GARMSER, AFGHANISTAN — Gola Akar, a black-bearded farmer, did not seem certain whether a monthlong Marine assault here had improved or retarded his business prospects.
On the one hand, the Marines killed or drove out Taliban fighters who had commandeered his mud-wall compound. But the fighting came at the height of the poppy harvest, costing Akar thousands of dollars in drug profits.
"Since you came, things are better," Akar told 1st Lt. Shaun Miller, a slender, easygoing Marine who led a patrol past his compound one recent morning. "But who's going to pay me for my lost poppies?"
Miller told him the U.S. government wasn't in the habit of paying for lost narcotics profits. But Miller patiently wrote down the damage that Akar said the Marine assault had caused to his windows, roof and walls, and promised to pay cash compensation.
Throughout May, Marines pounded a Taliban stronghold here in the southern province of Helmand near where fellow Marines first set foot in Afghanistan in 2001 to help topple the Taliban regime. It was the first time in the 6 1/2 years of war since then that U.S. forces had reentered the area, which is crisscrossed by three major insurgent infiltration routes from Pakistan and is one of the world's top opium-producing regions.
British forces have maintained a base just north of here, but commanders say the United States and the North Atlantic Treaty Organization have lacked sufficient forces to mount an offensive in the region, in part because of the U.S. focus on Iraq.
With the Taliban resurgent in the south, the Marines were deployed specifically to battle entrenched militants. Within a month, they routed the Taliban fighters and disrupted infiltration routes.
Now, they are trying to win over Afghan civilians who are trickling back to their damaged homes.
Officers such as Miller are leading patrols through poppy and marijuana fields to assess farmers' losses. The Marines also have been forced into other unfamiliar roles -- as quasi-diplomats, humanitarian workers, moneymen and nurses.
"Not exactly what I signed up for," Miller said. Sometimes, he said, he felt like an insurance adjuster.
The Marines are the only source of security here. The weak Afghan government is nowhere in sight. The Afghan police fled a Taliban takeover two years ago. The nearest Afghan army unit is posted several miles north, with the British forces.
The Marines are rushing to solidify their combat gains while enlisting civilian support in behalf of the absent Afghan government. Time is precious.
The Marines, from Alpha Company, 1st Battalion, 6th Marine Regiment, 24th Marine Expeditionary Unit, were scheduled to return home to Camp Lejeune, N.C., in October, but Thursday the Pentagon extended their stay by 30 days.
"The honeymoon's almost over," said Capt. Sean Dynan, commander of Alpha Company, which controls about 4 1/2 square miles of lush farmland that is home to 3,000 to 5,000 Afghans. "Pretty soon, it's going to be: What have you done for me lately?"
The Marines live in harsh conditions, sleeping on the ground amid goat droppings and flies.
The heat and dust are debilitating. There is precious little shade; they cluster under a small tree, changing positions as the sun moves across the sky.
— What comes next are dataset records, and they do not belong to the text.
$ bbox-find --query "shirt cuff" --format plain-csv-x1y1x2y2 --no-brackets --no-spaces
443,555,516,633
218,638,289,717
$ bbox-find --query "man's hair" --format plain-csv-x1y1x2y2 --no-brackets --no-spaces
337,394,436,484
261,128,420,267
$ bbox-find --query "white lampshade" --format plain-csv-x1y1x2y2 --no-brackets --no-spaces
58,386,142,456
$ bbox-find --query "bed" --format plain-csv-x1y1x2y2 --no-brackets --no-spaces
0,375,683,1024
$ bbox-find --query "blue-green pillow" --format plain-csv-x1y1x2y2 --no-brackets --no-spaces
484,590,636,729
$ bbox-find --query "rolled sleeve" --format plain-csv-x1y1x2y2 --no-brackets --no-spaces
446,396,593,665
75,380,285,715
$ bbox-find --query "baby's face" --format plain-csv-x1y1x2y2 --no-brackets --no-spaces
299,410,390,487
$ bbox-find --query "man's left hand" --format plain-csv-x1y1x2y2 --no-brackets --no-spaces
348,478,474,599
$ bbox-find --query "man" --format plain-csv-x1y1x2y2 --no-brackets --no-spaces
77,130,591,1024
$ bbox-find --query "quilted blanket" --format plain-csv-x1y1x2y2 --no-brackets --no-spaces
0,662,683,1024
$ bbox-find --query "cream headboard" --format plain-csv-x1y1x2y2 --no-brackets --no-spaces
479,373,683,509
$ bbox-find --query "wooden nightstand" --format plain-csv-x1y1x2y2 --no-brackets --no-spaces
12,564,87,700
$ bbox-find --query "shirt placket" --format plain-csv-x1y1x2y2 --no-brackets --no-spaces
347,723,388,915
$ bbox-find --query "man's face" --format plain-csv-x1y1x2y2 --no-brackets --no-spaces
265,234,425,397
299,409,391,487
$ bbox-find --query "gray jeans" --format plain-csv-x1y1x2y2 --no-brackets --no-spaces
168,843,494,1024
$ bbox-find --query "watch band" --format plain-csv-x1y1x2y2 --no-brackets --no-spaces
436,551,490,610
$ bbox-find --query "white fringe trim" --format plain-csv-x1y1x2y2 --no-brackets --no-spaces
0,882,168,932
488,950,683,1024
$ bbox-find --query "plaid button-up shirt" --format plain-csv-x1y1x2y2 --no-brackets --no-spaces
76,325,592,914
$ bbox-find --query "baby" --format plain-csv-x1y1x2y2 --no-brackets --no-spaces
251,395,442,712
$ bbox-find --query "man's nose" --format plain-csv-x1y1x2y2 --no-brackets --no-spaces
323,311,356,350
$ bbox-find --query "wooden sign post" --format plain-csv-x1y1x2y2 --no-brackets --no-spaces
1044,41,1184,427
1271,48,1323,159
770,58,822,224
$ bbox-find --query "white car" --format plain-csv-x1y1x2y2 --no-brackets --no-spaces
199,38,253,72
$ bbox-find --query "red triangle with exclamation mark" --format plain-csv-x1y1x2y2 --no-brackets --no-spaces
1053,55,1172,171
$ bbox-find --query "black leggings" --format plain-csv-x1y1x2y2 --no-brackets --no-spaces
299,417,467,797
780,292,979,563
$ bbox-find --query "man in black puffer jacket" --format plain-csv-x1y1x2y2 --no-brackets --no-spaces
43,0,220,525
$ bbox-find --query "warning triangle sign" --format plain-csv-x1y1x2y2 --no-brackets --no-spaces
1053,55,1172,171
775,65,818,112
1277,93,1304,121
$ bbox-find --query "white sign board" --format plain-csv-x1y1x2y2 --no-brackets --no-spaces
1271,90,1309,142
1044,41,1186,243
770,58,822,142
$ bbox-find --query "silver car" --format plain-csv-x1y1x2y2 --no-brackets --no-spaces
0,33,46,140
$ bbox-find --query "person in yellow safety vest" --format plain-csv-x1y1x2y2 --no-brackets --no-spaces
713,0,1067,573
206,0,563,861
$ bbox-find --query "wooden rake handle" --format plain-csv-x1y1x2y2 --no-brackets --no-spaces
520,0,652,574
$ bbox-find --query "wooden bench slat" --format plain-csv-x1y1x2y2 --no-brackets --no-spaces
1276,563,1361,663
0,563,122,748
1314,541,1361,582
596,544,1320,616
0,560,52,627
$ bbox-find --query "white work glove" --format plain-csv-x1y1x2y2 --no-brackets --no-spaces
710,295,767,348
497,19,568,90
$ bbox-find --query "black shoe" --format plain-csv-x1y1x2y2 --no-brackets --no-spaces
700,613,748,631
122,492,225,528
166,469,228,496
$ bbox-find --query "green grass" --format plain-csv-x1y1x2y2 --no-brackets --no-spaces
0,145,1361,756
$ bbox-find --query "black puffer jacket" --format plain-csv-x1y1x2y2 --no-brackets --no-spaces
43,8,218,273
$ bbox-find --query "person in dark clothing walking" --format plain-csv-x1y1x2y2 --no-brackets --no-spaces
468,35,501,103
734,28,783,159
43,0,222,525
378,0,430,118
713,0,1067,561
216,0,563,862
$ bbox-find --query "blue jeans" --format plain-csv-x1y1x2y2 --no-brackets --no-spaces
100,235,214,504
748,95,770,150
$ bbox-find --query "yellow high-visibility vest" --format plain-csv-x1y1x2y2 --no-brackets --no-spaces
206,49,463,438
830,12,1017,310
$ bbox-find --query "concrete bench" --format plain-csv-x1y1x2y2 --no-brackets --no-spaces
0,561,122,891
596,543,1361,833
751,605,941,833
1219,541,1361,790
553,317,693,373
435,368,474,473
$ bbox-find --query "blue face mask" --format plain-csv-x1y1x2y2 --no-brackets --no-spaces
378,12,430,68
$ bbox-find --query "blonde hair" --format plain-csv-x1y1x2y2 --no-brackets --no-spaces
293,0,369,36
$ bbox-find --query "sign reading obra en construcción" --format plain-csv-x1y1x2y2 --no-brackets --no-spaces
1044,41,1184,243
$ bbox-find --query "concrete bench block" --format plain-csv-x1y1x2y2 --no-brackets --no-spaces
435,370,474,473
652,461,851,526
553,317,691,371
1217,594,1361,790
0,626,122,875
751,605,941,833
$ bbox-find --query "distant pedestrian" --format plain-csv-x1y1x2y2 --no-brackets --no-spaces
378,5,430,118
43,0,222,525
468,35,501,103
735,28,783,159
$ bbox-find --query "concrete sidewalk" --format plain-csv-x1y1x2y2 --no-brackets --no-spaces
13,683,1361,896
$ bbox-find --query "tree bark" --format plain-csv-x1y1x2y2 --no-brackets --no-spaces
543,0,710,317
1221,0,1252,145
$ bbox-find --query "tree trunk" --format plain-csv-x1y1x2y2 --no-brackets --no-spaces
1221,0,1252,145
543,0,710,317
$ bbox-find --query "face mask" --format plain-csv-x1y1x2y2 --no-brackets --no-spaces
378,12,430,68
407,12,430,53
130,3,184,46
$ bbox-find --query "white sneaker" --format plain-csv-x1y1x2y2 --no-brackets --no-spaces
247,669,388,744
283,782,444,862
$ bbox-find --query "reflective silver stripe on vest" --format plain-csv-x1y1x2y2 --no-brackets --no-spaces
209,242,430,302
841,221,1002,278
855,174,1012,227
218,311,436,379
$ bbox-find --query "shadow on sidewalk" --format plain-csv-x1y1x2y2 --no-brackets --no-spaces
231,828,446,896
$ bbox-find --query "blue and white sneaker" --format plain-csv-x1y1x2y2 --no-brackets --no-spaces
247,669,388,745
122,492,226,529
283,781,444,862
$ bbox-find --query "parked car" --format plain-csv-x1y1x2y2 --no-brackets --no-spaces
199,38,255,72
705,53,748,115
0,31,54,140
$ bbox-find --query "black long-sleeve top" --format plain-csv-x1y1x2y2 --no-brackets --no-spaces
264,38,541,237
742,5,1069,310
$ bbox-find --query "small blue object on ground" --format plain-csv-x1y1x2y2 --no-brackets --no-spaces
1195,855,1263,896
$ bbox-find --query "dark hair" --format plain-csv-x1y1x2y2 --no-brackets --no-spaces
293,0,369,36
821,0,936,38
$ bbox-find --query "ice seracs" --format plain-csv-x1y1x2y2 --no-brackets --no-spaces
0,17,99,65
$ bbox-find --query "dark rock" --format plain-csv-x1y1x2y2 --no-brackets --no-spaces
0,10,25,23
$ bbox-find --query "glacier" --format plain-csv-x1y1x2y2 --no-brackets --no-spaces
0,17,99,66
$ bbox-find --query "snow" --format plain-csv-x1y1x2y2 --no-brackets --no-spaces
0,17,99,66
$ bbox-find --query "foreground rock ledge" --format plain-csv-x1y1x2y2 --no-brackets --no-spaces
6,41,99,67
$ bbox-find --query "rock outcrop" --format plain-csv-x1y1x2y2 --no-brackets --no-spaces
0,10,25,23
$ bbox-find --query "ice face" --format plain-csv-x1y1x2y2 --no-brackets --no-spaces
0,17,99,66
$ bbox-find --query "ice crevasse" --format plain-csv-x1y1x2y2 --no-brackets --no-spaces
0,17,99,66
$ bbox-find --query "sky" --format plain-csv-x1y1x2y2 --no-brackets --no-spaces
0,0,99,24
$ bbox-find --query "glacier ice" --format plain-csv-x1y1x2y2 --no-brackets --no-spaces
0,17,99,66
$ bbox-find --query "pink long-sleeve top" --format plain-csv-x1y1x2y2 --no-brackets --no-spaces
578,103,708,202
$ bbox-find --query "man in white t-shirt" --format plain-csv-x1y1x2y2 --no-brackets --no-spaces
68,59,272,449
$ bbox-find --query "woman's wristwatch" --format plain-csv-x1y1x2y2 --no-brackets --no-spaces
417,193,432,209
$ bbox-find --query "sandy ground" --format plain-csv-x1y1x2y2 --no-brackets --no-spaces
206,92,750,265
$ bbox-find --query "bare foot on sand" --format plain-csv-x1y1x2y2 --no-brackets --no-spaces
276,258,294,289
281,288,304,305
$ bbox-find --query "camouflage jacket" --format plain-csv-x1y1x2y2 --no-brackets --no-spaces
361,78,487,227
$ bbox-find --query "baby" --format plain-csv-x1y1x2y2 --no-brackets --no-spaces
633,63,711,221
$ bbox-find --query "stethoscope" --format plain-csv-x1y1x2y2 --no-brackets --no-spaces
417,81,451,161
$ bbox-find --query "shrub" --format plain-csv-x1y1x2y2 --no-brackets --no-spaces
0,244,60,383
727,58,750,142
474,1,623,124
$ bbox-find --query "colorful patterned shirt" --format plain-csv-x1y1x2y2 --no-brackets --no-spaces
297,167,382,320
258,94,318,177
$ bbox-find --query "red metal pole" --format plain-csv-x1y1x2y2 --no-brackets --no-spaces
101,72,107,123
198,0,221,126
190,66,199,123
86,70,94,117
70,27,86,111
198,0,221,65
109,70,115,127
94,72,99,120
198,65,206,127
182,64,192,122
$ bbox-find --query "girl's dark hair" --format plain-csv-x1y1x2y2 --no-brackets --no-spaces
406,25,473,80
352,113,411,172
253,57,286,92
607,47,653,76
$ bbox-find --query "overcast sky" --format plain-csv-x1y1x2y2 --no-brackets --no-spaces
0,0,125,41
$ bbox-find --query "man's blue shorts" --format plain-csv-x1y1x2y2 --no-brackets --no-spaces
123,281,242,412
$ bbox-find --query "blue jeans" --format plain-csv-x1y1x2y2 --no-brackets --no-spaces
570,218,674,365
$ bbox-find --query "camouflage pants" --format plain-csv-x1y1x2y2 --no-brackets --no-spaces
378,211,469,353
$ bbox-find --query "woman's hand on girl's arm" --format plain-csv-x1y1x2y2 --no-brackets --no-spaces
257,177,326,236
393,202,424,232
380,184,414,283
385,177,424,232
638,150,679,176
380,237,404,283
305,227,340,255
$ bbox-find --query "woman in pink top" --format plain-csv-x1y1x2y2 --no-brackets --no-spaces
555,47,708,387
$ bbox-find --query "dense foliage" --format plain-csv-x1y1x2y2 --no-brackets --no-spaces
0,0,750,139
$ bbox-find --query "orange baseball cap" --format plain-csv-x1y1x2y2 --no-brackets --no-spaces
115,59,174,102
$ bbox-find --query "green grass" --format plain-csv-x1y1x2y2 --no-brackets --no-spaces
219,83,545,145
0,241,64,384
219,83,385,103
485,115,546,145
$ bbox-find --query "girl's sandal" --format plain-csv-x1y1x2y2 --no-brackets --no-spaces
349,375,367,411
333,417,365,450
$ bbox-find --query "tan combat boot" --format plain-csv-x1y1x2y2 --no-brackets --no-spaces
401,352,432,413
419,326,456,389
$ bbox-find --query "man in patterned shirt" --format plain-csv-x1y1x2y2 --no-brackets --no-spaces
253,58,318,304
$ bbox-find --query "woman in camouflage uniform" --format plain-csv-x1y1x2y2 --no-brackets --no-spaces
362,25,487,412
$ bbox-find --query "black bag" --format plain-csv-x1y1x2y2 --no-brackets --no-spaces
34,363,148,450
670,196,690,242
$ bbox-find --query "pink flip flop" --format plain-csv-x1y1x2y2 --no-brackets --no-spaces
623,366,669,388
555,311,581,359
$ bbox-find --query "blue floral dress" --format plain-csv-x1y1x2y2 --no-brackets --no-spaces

The men wash in a communal well. They survive on bottled water and packaged meals, or MREs. There is no electricity, no plumbing. They burn their waste.
1st Lt. Steven Bechtel, an artillery officer, has set up a cash-dispensing office in a mud hut, receiving villagers who file claims for war damage.
"It's kind of ironic," Bechtel said. "A few weeks ago, we were blowing these places up. Now, we're totaling up the damage and paying for it."
The payment center is in a compound that also houses company headquarters. The property is owned by the local police chief's nephew, who is paid about $65 a month in rent and was given a one-time damage payment of about $1,500.
One day, the landlord asked for permission to dig beneath a mound of firewood in the compound, Dynan said. The man withdrew several trunks that contained what appeared to be opium and hashish, and went on his way.
"We let him go; we're not here to hurt people's livelihoods," Dynan said. "We're not in the drug interdiction business."
Bechtel worked steadily through the punishing heat -- well above 100 degrees -- to process a stream of bedraggled people seeking reparations. A patrol was sent to each applicant's compound to photograph damage and record the property on military maps.
Bechtel said he had promised about $105,000 to 240 applicants.
But there was a hitch: Alpha Company didn't have any cash to make the payments. Because of new Pentagon regulations, the money was held up.
So Bechtel improvised. He tore yellow notebook paper into small slips and wrote down the names, locations and tribes, along with the amount of damages owed.
The applicants went home with the slips that committed the Marines to pay up once the money arrived.